Beall’s Grant, a bland affordable garden apartment complex in Rockville. Photo from the property management.

I sometimes refer to those opposing any change as NIMBYs, though that’s not precisely accurate. The term NIMBY originally referred to those who wanted projects like highways, airports, or waste disposal facilities (LULUs) but wanted them to just be built elsewhere. That still describes many opponents of local projects, like the “save the environment somewhere else” contingent, but as this article in Planetizen explains, the vocabulary has grown to add such terms as BANANA (Build Absolutely Nothing Anywhere Near Anything) or CAVE people (Citizens Against Virtually Anything

Everything).

Labels aside, as the article argues, citizen participation plays an important role in development. Developers and government planners often propose bad ideas, and it’s good that citizens have a voice and the power to change them. Jane Jacobs became an activist to oppose a local highway project. This National Academy of Sciences report finds that public participation improves plans more than it damages them. The solution is not to diminish citizen involvement, but to better organize the many residents who share a vision for a better city, not just a static one, and to help the good projects while hindering the bad ones.
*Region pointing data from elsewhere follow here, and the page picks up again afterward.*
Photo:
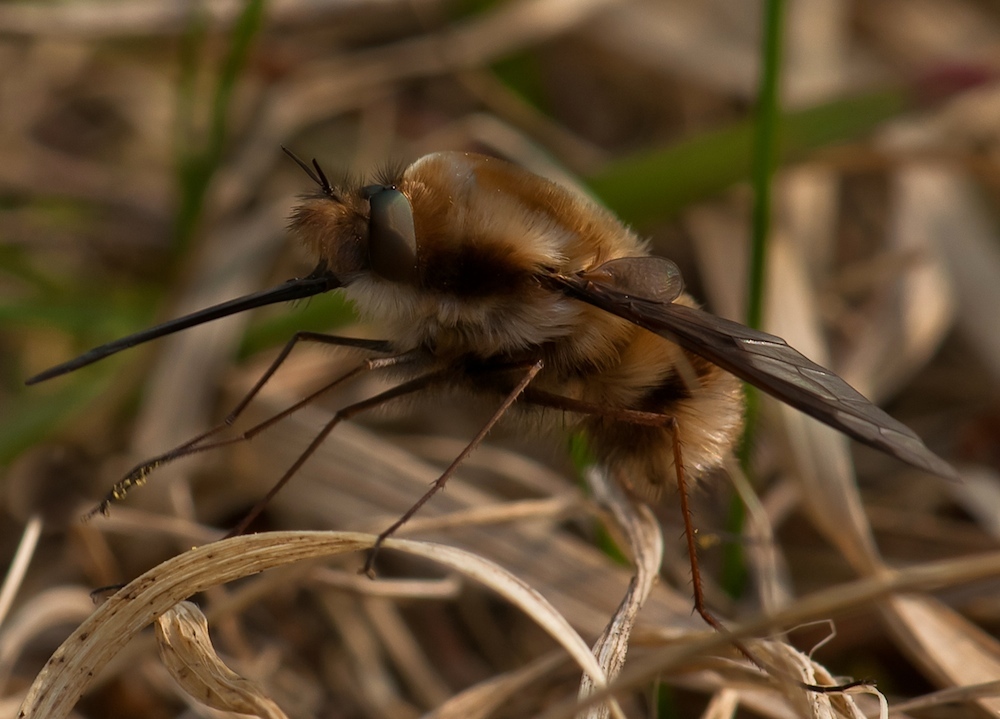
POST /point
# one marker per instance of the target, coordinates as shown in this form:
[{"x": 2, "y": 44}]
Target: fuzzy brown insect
[{"x": 497, "y": 282}]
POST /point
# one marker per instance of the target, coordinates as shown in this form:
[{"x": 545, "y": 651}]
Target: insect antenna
[{"x": 315, "y": 172}]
Empowering people is always a double-edged sword. Just look at the way anti-bike activist Rob Anderson used environmental law to block new bicycle facilities in San Francisco. But just as democracy is the worst form of government except all the others, the political process is the worst way to resolve an issue except for any other method.

Still, NIMBYism is frustrating. The Examiner reports on a campaign by some Rockville residents to block affordable housing in their neighborhood. All the same arguments show up: it’s “out of character” (four-story buildings next to one-story ones), it’ll create traffic, and the ultimate proxy of subtle racism: it’ll cause crime.

Affordable housing doesn’t mean drug dealers, despite the reputation of old-style Section 8 government projects. Most people living in affordable housing are working to make a decent living; we can’t all be so fortunate to work as attorneys at top law firms. Much affordable housing today is so-called “workforce housing” for police officers, teachers, and others doing important jobs that ought to be better rewarded. It’s in every community’s best interest to have the backbones of their society live in town.

NIMBYism puts governments like Montgomery County in a bind: either they build affordable housing near affluent areas and fight the well-organized political opposition, or they locate it all in the eastern part of the county and open up criticism that the area is “a dumping ground for affordable housing.”

Choosing between bland garden apartments in the richer parts of the county or bland garden apartments in the poorer parts isn’t much of a choice. Imagine, DC wonders if we can’t do better. Auto-dependent garden apartments isolate their residents from the rest of the community, wherever they are. How about some walkable affordable housing near existing town centers and transit, like Wheaton near the mall, by Montgomery College, or (in anticipation of the Silver Line) Tysons?

Of course, organized residents would surely shout all the louder about the loss of character, traffic, crime, school impacts, and all the rest of the standard arguments. At least if we can build near transit, there’s hope that development won’t mean paralyzing traffic.